First three years key to school success: study

How children are faring at ages one, two and three is a good predictor of how they will perform in their first year at school

How children are faring before they turn four is a strong guide to early school success, according to a major study. It is more important than what happens to them in the year immediately before they start school.

The Federal Government has promised to provide 15 hours a week of free preschool for the nation's four-year-olds. But the study indicates the importance of investment in the earlier years, too.

The Child Care Choices study is unique in Australia for having followed an initial group of children - more than 670 - from child care to school for six years.

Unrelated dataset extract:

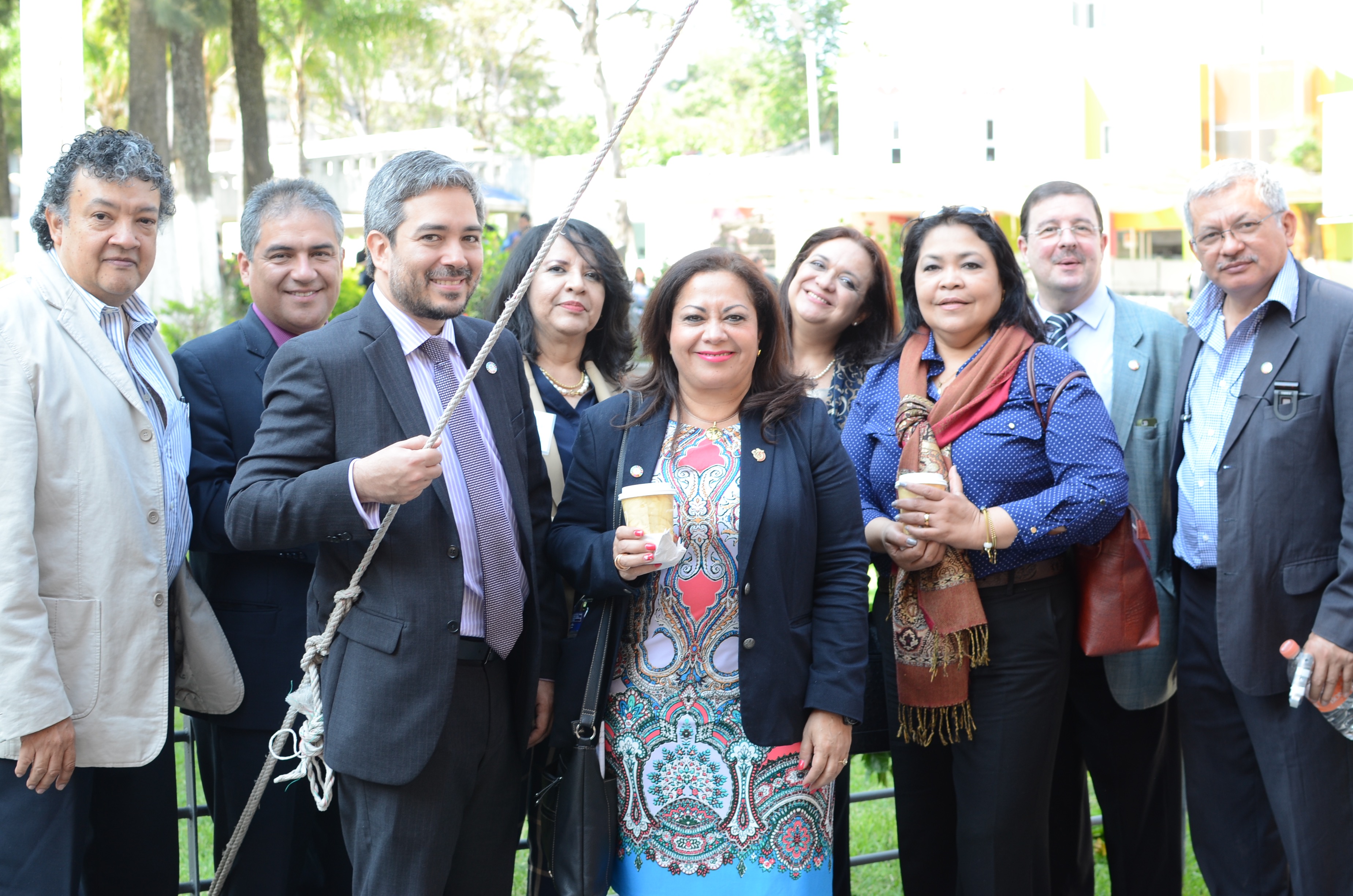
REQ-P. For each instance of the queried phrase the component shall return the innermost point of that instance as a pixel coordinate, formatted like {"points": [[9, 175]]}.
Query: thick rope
{"points": [[309, 742]]}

The team of researchers, led by Jennifer Bowes of Macquarie University's children and families research centre, focused on children who used some formal child care - usually long-day-care centres - and did not include children cared for exclusively by parents, nannies or other carers.

It found that how children are faring at ages one, two and three is a good predictor of how they will perform in their first year at school in literacy and numeracy, and in their social behaviour. Those who had shown behaviour problems at child care and home early in their development were at risk of continuing the pattern at school.

"It indicates children's relationships and attitudes to learning are established very early on in life," Professor Bowes said.

As well, the study showed the children who did well in numeracy in the first year of school had already shown an aptitude for numerical concepts from about age three, and had fewer early social problems; and those doing well at literacy had fewer early social problems, and also had fewer siblings.

Professor Bowes said the Government's guarantee of a year of preschool was important, especially for children with no experience of child care.

"But investment before the age of four is also important for child development."

The study also found children who spent longer hours in child-care centres in their first three years were more likely to experience behaviour problems in their first year at school than those who spent shorter hours in care. The long-hours children on average also showed less kindness and empathy than those who had spent shorter hours in care.

The study, which is mostly funded by the NSW Department of Community Services, has not yet established what number of hours triggered the negative effect of child care on behaviour and empathy.

But international studies have found 30 hours a week to be significant, especially for children under one. Because only 11.8 per cent of Australian mothers with preschool age children work full-time, only a small minority of very young children spend long hours in formal child care.

The combination of formal child care with some care by grandparents, friends, or relatives helped children's later adjustment to school, the study showed. There was also strong evidence that having had a close relationship with child-care workers was important for a child's later behaviour at school and development of empathy.

Professor Bowes said the relationship between children and child-care workers was "central" to children's social development. "Spending time with individual children is very important to a child-care worker's job," she said.

The findings will be presented as the Australian Social Policy conference at the University of NSW this week.